L'enfant voudrait et ne voudrait pas.
- Je reviendrai très bientôt,
- Ils disent tous cela. Combien se souviennent de moi?
- Je te le promets.
- Ne jure pas!
L'enfant devine: le Génie des eaux, rongé
par la mélancolie, est peut-être plus malade
que lui. Apprendre à être seul, c'est difficile.
Qui lui rendrait la confiance?
Le mur sud est vitré et restera transparent,
ouvert aux nuages changeants qui galopent à toute
heure du jour et de la nuit. De grands coursiers caparaçonnés
d'or et de blanc nacré, ce soir, pénètrent
en trombe dans la pièce nue. Leurs naseaux fument.
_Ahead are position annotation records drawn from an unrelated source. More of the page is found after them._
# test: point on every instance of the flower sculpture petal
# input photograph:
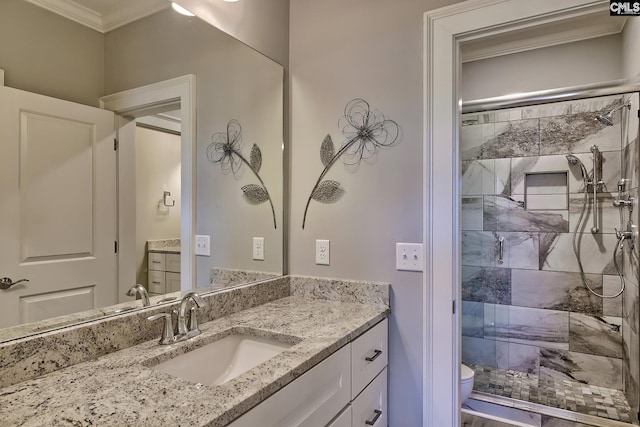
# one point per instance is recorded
(225, 147)
(365, 130)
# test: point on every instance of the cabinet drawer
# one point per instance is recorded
(172, 263)
(156, 282)
(172, 282)
(156, 261)
(344, 420)
(370, 408)
(369, 355)
(310, 401)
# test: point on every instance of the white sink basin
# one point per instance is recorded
(222, 360)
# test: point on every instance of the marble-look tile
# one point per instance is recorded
(472, 319)
(548, 421)
(555, 290)
(630, 163)
(523, 358)
(482, 249)
(531, 326)
(601, 336)
(596, 252)
(507, 214)
(611, 286)
(608, 215)
(472, 213)
(485, 284)
(630, 306)
(547, 110)
(474, 139)
(479, 351)
(576, 133)
(515, 138)
(585, 368)
(631, 377)
(502, 413)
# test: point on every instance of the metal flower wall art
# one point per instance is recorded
(364, 130)
(225, 149)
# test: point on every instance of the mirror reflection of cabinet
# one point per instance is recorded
(164, 273)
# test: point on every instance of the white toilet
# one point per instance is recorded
(466, 382)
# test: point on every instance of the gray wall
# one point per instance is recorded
(573, 64)
(341, 50)
(233, 82)
(45, 53)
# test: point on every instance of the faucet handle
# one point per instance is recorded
(194, 330)
(167, 331)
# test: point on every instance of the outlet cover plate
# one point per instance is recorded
(203, 245)
(258, 248)
(409, 256)
(322, 252)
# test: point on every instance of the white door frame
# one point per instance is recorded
(140, 102)
(445, 30)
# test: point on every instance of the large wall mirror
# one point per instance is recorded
(237, 164)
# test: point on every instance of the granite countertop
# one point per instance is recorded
(119, 390)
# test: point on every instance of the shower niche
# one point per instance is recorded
(542, 214)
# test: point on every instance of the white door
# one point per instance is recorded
(57, 207)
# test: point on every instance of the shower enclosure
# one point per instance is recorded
(550, 255)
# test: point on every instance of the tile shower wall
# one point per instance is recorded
(630, 307)
(530, 311)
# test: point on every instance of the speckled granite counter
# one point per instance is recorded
(118, 390)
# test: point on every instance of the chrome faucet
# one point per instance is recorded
(139, 289)
(193, 329)
(184, 332)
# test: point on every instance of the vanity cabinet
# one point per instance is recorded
(164, 272)
(348, 389)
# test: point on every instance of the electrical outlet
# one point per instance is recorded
(409, 256)
(258, 248)
(203, 245)
(322, 252)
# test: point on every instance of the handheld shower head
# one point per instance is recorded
(607, 118)
(574, 161)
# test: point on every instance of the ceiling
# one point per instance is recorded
(103, 15)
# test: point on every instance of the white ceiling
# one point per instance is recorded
(103, 15)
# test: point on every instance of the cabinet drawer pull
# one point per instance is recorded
(374, 357)
(375, 417)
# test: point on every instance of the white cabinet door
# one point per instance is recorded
(57, 198)
(310, 401)
(370, 408)
(369, 355)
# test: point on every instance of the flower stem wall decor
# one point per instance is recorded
(225, 149)
(364, 130)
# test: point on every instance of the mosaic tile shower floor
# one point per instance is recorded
(558, 393)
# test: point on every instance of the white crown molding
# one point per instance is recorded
(72, 10)
(581, 28)
(126, 12)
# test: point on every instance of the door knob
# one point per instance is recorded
(6, 283)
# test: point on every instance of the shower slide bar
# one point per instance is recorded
(612, 87)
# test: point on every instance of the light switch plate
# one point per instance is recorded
(322, 252)
(203, 245)
(409, 256)
(258, 248)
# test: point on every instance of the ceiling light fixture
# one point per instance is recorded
(180, 9)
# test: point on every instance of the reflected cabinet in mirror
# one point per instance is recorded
(80, 181)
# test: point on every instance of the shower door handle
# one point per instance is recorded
(501, 250)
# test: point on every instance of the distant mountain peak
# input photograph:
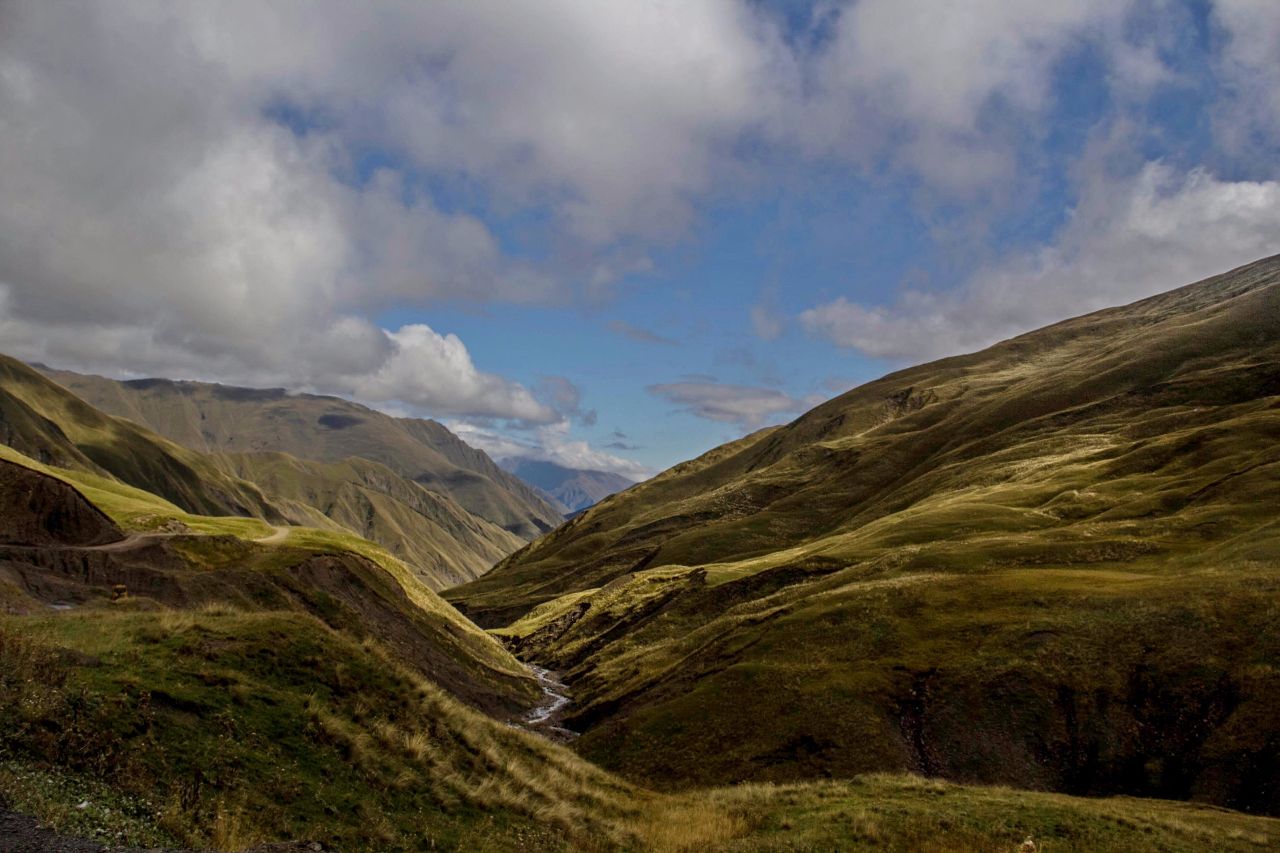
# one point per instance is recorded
(571, 488)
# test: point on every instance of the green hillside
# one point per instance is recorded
(42, 420)
(257, 684)
(210, 418)
(443, 542)
(1051, 564)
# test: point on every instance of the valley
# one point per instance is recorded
(1028, 592)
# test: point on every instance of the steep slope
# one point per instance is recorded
(572, 488)
(252, 687)
(1050, 564)
(430, 532)
(210, 418)
(42, 420)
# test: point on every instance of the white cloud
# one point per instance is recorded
(743, 405)
(944, 90)
(767, 322)
(1249, 65)
(434, 372)
(1125, 240)
(548, 443)
(639, 334)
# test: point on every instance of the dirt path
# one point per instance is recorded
(279, 536)
(22, 834)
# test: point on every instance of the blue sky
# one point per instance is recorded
(613, 235)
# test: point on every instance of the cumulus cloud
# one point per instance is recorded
(743, 405)
(1124, 241)
(1248, 121)
(193, 192)
(548, 443)
(767, 322)
(639, 334)
(434, 372)
(945, 91)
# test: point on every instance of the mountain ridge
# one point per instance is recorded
(973, 568)
(574, 489)
(213, 418)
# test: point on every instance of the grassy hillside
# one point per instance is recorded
(257, 685)
(210, 418)
(572, 489)
(1051, 564)
(430, 532)
(42, 420)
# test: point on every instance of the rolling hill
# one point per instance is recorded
(1051, 564)
(439, 539)
(169, 679)
(574, 489)
(211, 419)
(45, 422)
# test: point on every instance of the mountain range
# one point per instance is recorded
(571, 489)
(1023, 593)
(1050, 564)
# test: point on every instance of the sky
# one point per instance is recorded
(612, 235)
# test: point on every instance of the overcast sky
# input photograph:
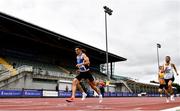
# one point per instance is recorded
(133, 29)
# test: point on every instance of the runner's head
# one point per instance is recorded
(78, 50)
(168, 59)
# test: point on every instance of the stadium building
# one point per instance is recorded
(32, 57)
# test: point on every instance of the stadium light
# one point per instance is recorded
(158, 46)
(107, 10)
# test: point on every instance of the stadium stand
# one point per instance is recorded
(40, 59)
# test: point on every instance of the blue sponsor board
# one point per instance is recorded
(32, 93)
(64, 94)
(10, 93)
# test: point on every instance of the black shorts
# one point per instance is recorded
(85, 75)
(162, 86)
(167, 80)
Les grelots de leurs colliers vibrent à l'unisson.
- Ils venaient du château, diront les uns.
- Mais non, c'est de la grotte qu'ils ont jailli, affirmeront
les autres.
- Je les ai aperçus qui soufflaient entre les hautes
herbes du chemin de halage, protesteront ceux-ci.
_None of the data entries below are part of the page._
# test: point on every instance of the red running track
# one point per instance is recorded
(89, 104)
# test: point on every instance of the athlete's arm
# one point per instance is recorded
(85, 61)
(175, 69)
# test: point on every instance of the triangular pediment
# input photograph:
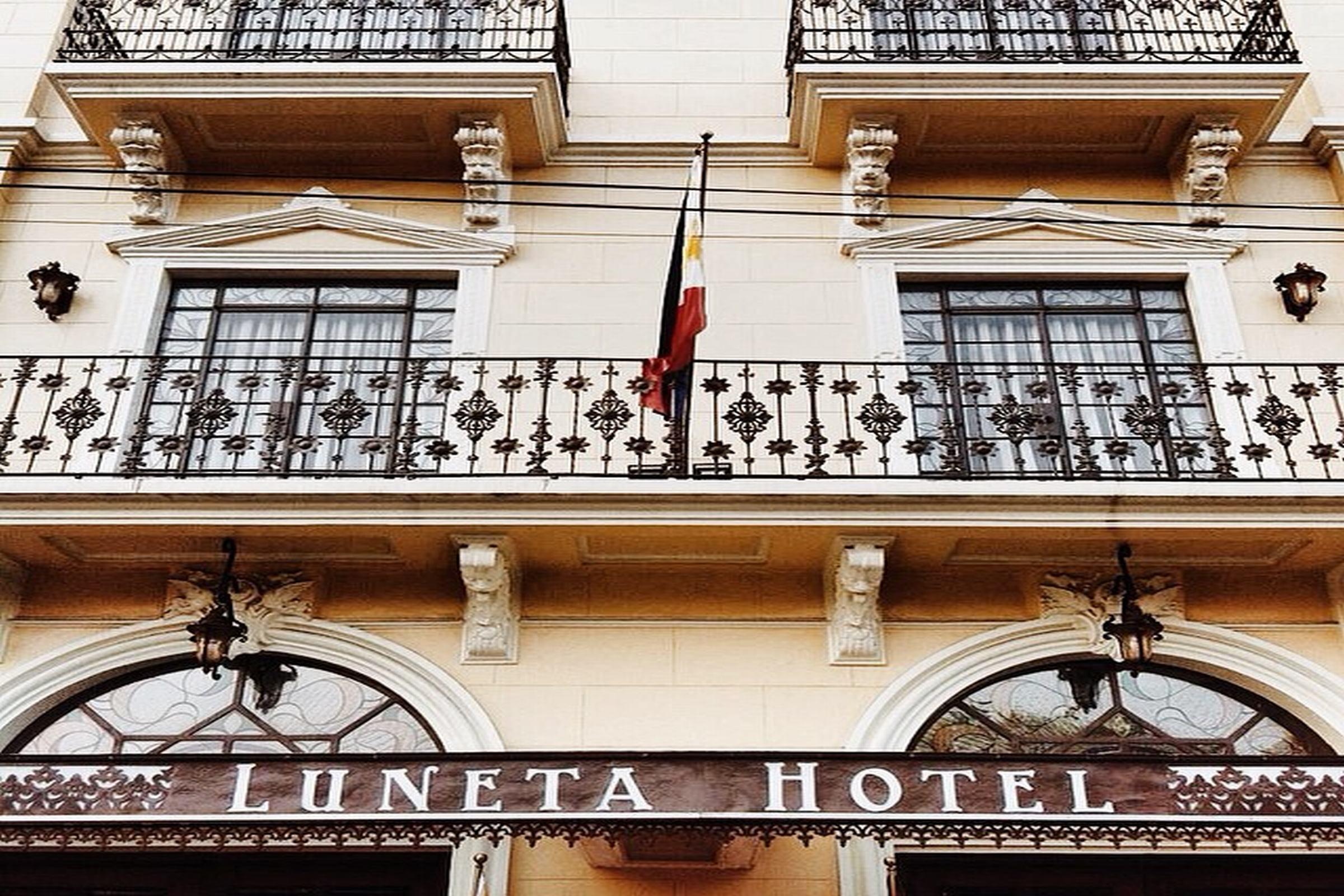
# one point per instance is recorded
(1038, 222)
(315, 221)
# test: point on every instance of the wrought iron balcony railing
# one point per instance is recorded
(316, 31)
(1093, 31)
(328, 417)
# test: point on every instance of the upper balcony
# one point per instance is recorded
(171, 417)
(363, 86)
(1109, 81)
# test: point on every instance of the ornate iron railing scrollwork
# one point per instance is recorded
(1074, 31)
(444, 417)
(316, 31)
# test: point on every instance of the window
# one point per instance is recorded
(1060, 379)
(308, 29)
(182, 710)
(1094, 707)
(284, 376)
(998, 30)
- Tout est possible, confirmeront ceux-là.
On ne sait pas. On ne sait rien. L'enfant, qui semblait
à l'étroit dans cet univers saturé
d'adieux, de sang, de cris, s'est dressé. Il a repoussé
les couvertures d'un geste vif. Les murs de la chambre se
sont effondrés dans une poussière scintillante.
L'enfant a saisi les rênes du cheval le plus proche;
d'un bond il a sauté en selle.
Lui, ce point qui s'efface à l'horizon, est-ce possible?